El padre Gómez se hallaba a unos cuatrocientos metros de la orilla del mar, sobre un promontorio bajo cubierto de hierba, por lo que tuvo tiempo sobrado de depositar la mochila en el suelo, sacar el rifle, cargarlo, apuntar y disparar.
La cabeza del ave estalló en medio de una humareda roja y blanca y el animal avanzó unos pasos trastabillando antes de desplomarse. Tardó un par de minutos en morir. Agitaba sin cesar las patas en el aire, alzaba y bajaba las alas; toda la inmensa ave giraba sobre sí misma describiendo un círculo sangriento, soltando patadas a la áspera hierba, hasta que sus pulmones exhalaron una prolongada y burbujeante expiración rematada por un chorro rojo de tos. Luego se quedó inmóvil.

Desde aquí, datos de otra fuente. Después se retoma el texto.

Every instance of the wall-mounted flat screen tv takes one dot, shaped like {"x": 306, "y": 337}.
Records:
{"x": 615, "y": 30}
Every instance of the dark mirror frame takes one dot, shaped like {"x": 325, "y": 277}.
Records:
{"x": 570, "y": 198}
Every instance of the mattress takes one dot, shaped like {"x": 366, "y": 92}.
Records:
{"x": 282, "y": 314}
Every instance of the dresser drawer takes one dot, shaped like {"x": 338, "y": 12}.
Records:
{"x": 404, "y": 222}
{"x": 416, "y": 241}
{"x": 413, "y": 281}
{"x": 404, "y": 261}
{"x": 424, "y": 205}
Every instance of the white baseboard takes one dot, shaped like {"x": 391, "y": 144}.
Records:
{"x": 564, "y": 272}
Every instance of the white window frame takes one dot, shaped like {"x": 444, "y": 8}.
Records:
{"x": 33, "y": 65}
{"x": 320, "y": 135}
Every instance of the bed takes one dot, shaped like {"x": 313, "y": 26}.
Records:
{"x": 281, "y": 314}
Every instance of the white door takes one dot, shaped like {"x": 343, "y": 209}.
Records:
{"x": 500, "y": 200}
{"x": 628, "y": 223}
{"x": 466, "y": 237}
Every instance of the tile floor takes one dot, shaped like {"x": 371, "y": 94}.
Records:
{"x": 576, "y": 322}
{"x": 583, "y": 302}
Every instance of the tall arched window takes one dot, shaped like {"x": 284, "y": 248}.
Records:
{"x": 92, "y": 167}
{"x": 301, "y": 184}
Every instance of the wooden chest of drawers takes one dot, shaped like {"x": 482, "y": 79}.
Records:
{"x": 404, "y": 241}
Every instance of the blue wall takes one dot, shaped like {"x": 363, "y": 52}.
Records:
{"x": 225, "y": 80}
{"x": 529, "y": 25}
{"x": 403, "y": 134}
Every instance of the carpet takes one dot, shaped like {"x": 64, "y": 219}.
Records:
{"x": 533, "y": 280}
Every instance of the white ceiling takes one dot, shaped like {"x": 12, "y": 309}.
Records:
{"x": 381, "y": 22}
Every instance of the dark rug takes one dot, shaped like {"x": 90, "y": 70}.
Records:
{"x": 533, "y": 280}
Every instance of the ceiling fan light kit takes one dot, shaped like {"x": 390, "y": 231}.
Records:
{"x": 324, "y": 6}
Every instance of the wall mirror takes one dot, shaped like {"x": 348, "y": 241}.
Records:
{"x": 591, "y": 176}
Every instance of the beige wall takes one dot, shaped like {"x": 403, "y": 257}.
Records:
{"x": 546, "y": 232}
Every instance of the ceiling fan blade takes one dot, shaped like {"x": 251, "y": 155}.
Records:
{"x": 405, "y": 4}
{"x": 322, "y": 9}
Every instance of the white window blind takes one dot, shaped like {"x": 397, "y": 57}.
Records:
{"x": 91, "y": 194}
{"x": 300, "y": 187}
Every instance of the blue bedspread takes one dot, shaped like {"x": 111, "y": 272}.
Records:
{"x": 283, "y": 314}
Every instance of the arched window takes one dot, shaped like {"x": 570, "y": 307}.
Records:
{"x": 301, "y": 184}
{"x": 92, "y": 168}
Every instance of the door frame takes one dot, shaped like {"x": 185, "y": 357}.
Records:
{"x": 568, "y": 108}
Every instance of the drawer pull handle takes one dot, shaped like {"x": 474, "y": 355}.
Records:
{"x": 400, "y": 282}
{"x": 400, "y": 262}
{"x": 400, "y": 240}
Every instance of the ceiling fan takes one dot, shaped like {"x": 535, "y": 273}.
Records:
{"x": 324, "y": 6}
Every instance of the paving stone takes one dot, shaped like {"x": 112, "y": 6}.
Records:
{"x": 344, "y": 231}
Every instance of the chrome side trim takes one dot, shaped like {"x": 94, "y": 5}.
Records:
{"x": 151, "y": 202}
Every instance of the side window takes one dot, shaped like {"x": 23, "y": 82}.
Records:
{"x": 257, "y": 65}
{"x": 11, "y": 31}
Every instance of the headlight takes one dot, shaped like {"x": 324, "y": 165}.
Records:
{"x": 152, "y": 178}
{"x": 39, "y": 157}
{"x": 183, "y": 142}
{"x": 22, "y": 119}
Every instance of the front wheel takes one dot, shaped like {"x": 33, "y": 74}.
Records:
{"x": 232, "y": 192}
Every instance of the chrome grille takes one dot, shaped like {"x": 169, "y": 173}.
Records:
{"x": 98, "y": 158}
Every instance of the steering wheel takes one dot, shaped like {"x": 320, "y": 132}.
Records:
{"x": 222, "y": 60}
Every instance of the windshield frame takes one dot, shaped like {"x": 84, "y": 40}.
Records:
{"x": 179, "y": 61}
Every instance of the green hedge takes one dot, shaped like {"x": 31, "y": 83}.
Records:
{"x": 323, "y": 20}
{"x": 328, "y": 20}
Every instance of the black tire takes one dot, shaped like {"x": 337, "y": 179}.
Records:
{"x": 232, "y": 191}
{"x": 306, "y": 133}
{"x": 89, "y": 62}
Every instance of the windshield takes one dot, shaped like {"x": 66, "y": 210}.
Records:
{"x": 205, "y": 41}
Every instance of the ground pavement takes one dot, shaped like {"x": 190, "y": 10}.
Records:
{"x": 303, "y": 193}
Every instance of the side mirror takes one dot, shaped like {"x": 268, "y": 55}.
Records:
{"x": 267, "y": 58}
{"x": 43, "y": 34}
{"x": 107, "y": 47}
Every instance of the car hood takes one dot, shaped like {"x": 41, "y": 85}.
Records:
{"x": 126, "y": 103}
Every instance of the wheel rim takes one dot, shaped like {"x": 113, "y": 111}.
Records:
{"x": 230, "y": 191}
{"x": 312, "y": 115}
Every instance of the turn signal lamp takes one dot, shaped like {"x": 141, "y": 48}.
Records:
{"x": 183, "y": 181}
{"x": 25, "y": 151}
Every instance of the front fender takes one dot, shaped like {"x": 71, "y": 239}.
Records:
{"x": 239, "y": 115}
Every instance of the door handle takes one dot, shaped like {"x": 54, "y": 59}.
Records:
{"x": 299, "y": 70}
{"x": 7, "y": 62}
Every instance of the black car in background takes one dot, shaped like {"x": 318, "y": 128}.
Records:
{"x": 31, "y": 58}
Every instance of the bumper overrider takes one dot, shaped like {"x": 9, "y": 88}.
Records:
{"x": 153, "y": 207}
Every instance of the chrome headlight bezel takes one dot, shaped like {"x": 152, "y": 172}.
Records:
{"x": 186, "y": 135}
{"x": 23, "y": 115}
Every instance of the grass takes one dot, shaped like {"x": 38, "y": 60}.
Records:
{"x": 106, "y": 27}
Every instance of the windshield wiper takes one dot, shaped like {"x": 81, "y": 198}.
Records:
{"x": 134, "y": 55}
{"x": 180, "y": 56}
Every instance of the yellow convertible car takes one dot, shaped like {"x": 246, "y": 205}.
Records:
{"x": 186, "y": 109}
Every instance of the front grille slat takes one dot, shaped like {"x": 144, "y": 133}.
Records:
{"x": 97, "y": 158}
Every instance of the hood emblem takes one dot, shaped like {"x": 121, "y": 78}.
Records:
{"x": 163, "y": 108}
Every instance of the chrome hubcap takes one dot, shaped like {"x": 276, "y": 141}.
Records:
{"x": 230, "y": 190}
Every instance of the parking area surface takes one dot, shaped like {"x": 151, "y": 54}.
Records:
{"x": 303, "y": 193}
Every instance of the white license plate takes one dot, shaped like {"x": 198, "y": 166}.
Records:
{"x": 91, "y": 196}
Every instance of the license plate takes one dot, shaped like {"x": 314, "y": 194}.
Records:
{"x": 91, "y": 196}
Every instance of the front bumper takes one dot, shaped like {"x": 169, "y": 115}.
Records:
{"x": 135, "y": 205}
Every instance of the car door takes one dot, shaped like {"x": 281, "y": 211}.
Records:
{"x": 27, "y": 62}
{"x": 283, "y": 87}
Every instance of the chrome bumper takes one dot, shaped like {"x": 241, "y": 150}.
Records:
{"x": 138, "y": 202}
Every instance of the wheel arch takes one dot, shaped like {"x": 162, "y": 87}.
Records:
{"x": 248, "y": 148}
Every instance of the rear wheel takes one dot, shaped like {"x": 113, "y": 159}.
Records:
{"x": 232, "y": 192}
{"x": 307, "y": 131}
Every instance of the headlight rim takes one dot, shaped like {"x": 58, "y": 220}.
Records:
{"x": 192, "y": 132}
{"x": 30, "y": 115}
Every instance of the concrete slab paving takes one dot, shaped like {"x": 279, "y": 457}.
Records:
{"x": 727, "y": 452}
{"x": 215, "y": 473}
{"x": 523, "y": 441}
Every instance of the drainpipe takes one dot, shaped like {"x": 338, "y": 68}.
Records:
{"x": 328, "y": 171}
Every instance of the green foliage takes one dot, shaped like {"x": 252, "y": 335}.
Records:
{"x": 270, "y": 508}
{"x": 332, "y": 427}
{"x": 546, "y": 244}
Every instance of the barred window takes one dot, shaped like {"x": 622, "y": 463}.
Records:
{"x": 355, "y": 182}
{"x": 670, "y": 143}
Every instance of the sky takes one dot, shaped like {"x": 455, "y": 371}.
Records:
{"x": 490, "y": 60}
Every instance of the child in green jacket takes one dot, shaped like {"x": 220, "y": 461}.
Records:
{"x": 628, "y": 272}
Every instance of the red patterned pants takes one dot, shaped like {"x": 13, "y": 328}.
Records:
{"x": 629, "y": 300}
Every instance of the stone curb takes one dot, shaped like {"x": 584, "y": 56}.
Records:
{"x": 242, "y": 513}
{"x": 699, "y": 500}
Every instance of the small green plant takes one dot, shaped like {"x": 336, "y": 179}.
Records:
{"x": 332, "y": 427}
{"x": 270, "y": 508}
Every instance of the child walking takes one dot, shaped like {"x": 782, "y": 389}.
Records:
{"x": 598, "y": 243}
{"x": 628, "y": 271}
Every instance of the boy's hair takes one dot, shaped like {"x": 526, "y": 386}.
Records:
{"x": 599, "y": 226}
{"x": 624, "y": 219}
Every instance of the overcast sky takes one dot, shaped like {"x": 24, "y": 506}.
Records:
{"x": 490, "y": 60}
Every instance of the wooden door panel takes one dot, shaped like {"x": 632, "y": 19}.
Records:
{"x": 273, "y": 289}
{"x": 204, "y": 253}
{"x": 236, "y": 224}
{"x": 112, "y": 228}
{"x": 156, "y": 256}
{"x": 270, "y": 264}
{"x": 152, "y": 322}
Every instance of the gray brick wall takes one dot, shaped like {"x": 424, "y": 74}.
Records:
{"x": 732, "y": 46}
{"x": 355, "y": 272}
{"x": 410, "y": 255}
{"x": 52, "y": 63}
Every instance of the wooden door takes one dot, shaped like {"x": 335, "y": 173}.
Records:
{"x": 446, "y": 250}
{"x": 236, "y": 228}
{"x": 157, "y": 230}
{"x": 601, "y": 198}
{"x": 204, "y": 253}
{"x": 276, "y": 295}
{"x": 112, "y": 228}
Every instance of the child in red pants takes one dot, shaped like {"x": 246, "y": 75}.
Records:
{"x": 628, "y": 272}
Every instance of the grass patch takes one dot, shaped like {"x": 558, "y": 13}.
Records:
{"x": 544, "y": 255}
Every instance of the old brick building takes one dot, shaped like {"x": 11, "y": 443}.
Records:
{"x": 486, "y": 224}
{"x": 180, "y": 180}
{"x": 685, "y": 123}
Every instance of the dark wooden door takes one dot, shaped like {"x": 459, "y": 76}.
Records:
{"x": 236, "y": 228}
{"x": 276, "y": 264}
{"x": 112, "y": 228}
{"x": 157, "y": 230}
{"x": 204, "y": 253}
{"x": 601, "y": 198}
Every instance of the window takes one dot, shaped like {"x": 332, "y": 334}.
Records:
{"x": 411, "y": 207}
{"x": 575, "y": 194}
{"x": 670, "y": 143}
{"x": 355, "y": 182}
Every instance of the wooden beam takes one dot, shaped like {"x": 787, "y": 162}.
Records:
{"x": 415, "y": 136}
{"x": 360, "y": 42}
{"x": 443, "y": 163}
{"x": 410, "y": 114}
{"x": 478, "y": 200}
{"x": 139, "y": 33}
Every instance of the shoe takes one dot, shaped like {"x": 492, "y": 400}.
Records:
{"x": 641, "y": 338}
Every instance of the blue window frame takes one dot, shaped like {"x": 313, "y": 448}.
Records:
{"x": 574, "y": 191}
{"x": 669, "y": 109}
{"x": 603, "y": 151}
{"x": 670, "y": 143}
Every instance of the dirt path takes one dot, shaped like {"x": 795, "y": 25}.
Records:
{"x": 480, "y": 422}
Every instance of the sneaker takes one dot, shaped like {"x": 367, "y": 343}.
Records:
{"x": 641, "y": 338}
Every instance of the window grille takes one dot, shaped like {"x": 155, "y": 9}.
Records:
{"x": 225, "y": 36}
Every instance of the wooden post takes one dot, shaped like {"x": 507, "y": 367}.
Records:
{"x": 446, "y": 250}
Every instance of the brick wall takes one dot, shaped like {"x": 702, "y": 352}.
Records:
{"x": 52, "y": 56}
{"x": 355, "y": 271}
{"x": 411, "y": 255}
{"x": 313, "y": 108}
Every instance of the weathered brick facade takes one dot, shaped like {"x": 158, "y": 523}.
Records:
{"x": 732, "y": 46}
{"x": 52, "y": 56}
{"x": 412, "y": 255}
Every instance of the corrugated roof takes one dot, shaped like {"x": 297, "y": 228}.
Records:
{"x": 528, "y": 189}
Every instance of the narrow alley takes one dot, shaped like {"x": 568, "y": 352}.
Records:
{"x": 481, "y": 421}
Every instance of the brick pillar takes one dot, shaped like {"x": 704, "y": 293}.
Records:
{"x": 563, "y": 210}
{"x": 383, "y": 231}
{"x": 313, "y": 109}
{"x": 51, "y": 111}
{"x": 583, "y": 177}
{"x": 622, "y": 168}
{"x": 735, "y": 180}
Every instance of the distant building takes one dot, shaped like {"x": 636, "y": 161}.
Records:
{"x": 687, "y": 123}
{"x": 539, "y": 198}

Las otras aves se pararon en cuanto vieron caer a su compañera, observando en silencio a ella y al hombre. Sus ojos traslucían una ágil y feroz inteligencia. Tras contemplar unos instantes a su compañera muerta, fijaron la vista en el rifle y luego en el rostro del padre Gómez.
Cuando éste se echó de nuevo el rifle al hombro, las aves retrocedieron con torpeza, agrupándose. Habían captado su intención.
Eran unas criaturas hermosas y fuertes, grandes, con el lomo amplio; parecían unas barcas vivientes. Si sabían lo que significaba la muerte, pensó el padre Gómez, y comprendían la relación entre la muerte y él, existía la base para un provechoso entendimiento entre ambos. Cuando hubieran aprendido realmente a temerlo, harían exactamente lo que él les ordenara.